Anonymous Anonymous said...

Your blog is like the i ching of cyberspace.

4:00 PM  
Blogger the art of memory said...

i am going to the MoMA next week, can't wait, if i remember they have some nice stoppages there.
its funny, i wasn't familiar with francis coy, so i looked her up on google, and this seemed to be the only page that came up.
i agree with you about the beauty of duchamp's work, (along with beuys & cage), it is frustrating he (they) has a reputation as such iconoclast.
i never really saw that, unless humor is anti-art.

5:41 PM  
Anonymous Anonymous said...

Thanks for citing Gould's and my paper, in www.toutfait.com

Your quote by Duchamp is a good one: "When you tap something, you don't always recognize the sound. That's apt to come later. For me the Three Standard Stoppages was a first gesture liberating me from the past."

What is Duchamp saying here? I believe Duchamp figured out that he could add "delay" into a work.

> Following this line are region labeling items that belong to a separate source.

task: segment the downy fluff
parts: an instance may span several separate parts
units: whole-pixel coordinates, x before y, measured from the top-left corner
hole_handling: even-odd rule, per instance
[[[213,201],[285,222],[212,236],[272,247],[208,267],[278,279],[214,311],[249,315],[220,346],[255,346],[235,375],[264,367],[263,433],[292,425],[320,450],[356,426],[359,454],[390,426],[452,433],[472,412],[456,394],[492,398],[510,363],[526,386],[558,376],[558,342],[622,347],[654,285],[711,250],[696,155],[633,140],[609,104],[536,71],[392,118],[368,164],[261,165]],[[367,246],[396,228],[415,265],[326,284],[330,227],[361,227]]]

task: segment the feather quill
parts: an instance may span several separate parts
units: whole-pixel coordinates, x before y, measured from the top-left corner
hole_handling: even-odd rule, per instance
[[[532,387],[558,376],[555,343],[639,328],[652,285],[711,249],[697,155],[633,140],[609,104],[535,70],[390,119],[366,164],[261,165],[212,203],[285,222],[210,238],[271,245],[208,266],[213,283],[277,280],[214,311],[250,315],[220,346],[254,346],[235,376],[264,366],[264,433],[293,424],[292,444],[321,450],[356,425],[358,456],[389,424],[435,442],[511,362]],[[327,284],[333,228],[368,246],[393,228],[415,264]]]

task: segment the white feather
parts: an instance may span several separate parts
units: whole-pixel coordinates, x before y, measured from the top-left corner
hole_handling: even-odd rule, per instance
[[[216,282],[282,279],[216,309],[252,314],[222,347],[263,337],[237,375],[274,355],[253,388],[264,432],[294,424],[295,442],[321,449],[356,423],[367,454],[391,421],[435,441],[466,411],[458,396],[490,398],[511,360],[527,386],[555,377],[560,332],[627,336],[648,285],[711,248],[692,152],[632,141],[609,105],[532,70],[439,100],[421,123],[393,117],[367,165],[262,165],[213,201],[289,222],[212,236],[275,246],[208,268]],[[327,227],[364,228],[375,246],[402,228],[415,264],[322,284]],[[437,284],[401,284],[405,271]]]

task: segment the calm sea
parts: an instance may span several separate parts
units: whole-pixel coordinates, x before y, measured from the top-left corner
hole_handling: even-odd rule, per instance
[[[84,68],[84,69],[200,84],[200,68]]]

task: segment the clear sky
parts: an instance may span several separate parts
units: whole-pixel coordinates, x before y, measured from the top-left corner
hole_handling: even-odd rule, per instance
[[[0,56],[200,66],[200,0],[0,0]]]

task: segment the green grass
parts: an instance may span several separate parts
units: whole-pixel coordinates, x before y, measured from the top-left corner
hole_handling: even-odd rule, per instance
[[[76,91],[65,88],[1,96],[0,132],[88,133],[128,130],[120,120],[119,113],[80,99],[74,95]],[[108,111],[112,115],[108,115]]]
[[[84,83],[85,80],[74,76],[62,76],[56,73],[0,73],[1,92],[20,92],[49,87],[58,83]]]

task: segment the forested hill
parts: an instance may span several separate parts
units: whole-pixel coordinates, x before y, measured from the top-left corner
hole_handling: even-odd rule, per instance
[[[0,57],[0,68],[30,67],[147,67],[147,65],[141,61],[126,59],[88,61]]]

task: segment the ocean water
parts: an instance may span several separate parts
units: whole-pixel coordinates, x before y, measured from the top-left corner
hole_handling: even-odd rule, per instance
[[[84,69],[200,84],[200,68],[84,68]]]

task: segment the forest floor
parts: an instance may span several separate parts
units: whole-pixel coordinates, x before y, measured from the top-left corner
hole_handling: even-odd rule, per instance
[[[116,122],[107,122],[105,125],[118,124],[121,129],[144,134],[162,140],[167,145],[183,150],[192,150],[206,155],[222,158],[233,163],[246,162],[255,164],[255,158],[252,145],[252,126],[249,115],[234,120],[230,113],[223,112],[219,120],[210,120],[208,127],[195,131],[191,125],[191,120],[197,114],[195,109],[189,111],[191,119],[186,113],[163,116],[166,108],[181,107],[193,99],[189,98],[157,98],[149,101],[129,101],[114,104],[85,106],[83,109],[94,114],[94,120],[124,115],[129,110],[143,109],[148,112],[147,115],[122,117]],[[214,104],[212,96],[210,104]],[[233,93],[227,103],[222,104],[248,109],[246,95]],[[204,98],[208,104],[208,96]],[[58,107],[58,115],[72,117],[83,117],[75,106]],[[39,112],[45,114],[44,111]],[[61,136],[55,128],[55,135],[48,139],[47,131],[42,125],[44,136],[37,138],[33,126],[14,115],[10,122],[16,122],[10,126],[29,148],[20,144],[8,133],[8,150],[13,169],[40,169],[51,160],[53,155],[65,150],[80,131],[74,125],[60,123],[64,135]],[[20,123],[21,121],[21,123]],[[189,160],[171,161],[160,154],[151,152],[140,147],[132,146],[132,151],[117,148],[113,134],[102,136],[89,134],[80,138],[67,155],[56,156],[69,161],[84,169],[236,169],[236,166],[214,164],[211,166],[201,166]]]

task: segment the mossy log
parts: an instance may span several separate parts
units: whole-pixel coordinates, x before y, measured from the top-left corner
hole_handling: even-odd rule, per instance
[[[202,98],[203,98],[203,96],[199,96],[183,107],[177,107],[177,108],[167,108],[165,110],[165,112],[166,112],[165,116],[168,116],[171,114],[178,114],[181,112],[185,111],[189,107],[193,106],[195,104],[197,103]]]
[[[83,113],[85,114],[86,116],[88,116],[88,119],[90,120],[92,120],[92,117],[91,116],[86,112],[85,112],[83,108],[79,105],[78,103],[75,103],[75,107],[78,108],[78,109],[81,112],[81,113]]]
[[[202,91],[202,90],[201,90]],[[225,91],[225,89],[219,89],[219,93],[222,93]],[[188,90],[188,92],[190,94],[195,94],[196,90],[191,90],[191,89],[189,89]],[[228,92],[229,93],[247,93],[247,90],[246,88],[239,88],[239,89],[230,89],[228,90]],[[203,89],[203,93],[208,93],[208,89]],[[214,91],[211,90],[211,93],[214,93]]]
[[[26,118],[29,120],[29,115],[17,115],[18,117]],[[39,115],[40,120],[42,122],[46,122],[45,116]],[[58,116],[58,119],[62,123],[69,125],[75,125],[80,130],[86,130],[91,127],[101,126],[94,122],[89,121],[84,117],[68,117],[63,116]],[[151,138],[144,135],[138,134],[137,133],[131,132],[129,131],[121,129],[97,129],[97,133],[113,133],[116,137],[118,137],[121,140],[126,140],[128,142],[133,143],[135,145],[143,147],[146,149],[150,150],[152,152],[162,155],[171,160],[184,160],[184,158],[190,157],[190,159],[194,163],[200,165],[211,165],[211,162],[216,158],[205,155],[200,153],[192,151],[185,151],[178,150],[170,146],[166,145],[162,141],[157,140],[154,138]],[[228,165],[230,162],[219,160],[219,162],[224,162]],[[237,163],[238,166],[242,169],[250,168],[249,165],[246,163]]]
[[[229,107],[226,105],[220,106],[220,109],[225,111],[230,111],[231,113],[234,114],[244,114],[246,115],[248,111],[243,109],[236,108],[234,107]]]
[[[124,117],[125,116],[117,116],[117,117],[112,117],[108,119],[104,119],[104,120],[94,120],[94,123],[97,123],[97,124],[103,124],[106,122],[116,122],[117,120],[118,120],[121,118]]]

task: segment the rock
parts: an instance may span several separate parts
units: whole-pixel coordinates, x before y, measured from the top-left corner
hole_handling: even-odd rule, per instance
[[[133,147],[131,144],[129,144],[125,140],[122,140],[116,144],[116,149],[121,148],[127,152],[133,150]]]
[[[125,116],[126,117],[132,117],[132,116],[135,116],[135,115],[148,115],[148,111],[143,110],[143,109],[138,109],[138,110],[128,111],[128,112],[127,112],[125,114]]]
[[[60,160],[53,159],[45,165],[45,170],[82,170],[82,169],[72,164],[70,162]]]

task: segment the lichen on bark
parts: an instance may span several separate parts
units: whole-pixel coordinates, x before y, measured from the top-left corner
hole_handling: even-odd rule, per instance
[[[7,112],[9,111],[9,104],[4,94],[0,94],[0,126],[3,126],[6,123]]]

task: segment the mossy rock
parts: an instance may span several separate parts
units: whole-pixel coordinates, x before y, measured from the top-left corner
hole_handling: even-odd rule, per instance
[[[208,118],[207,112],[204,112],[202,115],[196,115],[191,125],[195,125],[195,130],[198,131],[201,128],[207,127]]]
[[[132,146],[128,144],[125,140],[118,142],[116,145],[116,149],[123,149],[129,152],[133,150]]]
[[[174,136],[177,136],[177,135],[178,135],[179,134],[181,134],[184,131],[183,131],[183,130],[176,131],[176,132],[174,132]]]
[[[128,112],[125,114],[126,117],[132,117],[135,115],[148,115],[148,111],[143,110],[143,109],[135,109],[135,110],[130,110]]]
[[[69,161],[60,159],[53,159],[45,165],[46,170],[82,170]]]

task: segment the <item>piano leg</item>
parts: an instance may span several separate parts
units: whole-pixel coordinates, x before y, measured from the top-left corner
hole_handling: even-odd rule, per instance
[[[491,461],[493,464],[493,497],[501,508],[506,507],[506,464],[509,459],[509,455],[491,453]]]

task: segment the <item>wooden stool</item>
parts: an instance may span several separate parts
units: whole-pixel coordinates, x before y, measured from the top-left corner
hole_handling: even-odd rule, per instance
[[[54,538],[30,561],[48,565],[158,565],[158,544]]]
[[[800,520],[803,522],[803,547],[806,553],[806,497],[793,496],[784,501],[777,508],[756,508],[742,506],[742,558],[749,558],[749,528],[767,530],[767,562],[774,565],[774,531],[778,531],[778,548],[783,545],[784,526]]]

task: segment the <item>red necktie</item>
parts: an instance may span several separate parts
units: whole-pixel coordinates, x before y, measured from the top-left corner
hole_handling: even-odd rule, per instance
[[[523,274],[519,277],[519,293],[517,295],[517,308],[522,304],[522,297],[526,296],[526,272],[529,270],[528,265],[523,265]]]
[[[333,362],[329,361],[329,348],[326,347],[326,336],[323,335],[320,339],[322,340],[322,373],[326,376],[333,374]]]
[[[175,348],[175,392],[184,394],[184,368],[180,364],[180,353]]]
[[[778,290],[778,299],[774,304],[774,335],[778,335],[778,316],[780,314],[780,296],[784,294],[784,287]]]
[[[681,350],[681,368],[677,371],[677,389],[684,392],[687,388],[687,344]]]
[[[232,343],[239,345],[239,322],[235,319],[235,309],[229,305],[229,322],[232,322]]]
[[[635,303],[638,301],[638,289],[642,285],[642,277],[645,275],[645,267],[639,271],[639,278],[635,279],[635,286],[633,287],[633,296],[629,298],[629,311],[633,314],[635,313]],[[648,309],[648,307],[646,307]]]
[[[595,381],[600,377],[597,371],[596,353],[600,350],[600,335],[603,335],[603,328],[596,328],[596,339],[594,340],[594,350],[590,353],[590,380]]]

The meaning today--the 3 Standard Stoppages as one meter threads dropped three times form a meter height--is suddenly Not what we believed it to be. DING!

The ding... The sound Duchamp speaks of that comes later and liberates his work.Lots of time has passed but the new information creates a whole new reality and a new work, in the very same place where the old one was seen before. The new and old works are only separated by time and belief and exist in the same space.

Duchamp told us he was a lazy artist. With his new representational system he builds two works into one material space. He does not have to build a new object. He is dead. His new system is "liberating me [him] from the past." His tombstone says "Besides, it's always the others who die." In other words, not him. He is so creative he can make works and not even be alive. He was always concerned with posterity and making works for not the 50 year spectators, but the 100 year audiences.

In the case of the 3 Standard Stoppages, the new facts are a break with a fixed image and belief in the mind. We read and believe the dogma and can not see outside it without great difficulty. This is the essence of creativity. To break free of mental restrictions.

Duchamp was concerned with "The Creative Act" and wrote about it.

It's a shock to suddenly learn that historians and MOMA museum curators never noticed that the threads are longer than a meter and never fell but were sewn through the canvas.

I believe this was Duchamp's point. Never a fan of the art authorities, he knew they saw art with the retina that he hated, not the mind like in chess that he loved.

The shift of factual reality that occurs in this work--moving from the 3 threads are one meter in length etc...to the 3 threads are NOT one meter in length--challenges the viewer much more than just coming up with an endless stream of poetic meanings. Duchamp was primary a chess player after all.

Obviously, Duchamp knew the 3 threads were longer than a meter and were sewn through, not dropped as he described. Was it just a Dada joke or was it a powerful new representational system where he, the artist literally transforms physically reality.

There are many reasons why I believe it was a formal system. One major one is that Duchamp repeats this same trick--now you see it, surprise! now you don't--in many works.

I believe that Duchamp found a "way" where he could "escape from those traditional methods of expression long associated with art" just as he said.